I muster every ounce of strength to fight the fog, to stay awake.

But it’s a losing battle.

Wait.

We were just in Oshkosh.

Now, I’m in Green Bay Hospital.

My head is pounding, and my eyelids feel glued shut.

Mom?

What are you doing here?

You look so angry.

The last thing I wanted was to disappoint you.

I wish I could take it all back.

I didn’t mean to drink so much, Mom.

It wasn’t even my liquor; it belonged to someone else.

Please, stop crying. I can’t bear it anymore.

Please.

Hey, Mom...

Why does my head feel so heavy?

I can’t speak clearly.

I need you.

I really, really need you.

Hospital beds are frigid, and I’m shivering, clad only in blue scrubs.

I glance to my right and see three faces I recognize.

I know them, but I can’t place where I am.

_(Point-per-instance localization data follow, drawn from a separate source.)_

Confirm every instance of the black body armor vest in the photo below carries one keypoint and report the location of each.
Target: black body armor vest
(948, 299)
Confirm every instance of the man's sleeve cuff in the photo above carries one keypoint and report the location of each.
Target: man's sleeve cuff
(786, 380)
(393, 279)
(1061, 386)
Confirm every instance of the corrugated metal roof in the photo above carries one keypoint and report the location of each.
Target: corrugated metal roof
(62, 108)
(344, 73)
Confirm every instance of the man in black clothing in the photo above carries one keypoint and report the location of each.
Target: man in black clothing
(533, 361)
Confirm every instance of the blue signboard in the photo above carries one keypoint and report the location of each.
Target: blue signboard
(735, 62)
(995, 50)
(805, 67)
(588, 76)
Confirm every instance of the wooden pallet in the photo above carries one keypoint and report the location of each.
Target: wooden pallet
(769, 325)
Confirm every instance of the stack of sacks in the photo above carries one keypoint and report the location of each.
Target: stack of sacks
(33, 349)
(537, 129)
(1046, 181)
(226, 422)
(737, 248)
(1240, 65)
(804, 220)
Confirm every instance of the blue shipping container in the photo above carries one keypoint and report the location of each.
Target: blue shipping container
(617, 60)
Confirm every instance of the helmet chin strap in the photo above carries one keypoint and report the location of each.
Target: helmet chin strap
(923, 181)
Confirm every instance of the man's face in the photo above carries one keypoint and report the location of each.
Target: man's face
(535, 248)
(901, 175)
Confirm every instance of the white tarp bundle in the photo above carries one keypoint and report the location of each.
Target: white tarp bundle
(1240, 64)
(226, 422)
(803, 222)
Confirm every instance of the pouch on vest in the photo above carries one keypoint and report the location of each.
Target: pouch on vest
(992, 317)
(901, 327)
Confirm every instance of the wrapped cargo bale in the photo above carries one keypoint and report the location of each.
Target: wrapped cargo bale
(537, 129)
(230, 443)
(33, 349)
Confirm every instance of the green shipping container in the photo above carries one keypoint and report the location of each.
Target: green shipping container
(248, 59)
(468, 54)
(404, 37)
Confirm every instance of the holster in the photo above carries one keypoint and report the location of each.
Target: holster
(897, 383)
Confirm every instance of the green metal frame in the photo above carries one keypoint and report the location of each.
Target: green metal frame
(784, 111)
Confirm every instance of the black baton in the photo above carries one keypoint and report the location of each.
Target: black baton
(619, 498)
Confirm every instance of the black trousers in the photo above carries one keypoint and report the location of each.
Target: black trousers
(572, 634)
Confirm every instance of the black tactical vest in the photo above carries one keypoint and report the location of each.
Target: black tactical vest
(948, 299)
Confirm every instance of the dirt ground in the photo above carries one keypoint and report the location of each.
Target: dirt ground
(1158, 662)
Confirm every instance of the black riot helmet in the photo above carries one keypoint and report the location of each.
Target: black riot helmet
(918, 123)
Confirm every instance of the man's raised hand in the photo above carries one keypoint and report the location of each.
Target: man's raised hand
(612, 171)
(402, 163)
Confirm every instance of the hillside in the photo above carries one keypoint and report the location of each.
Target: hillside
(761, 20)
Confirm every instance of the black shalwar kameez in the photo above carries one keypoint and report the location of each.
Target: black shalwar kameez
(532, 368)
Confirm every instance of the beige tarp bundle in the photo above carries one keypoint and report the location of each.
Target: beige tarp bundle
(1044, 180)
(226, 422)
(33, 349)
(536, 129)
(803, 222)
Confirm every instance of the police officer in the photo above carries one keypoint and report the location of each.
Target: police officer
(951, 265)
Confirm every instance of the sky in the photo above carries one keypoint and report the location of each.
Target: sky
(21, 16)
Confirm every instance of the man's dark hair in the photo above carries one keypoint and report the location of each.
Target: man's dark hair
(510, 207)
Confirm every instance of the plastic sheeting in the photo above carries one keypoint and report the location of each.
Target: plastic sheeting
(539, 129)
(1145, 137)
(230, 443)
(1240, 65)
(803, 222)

Their eyes glisten, red and swollen from unshed tears.

I messed up.

I wish I could summon any memories.

All I have is a blank slate, an empty canvas.

I remember shots.

I remember a cute boy, carrying a bottle of Captain Morgan.

Lucky?

I hear the doctor’s voice interjecting my thoughts.

“You’re lucky we found her when we did; otherwise, she may not be alive right now.”

Oh shit.

I’m alive, though.

I know I’m alive.

Yet, I also know I’ve made a colossal mistake.

Why am I such a fool?

A screw-up, as some would say.

I should’ve listened to Jessie.

I can almost hear her voice in my mind —

…Kayci, we needed to leave.

This day is a disaster.

My poor choices could shatter the trust others have in me.

I nearly lost my life for this foolishness.

Regret washes over me like a relentless tide.

Lying there, on the warm emergency room bed, I take one deep, thankful breath.

I close my eyes, hoping for solace amidst the chaos.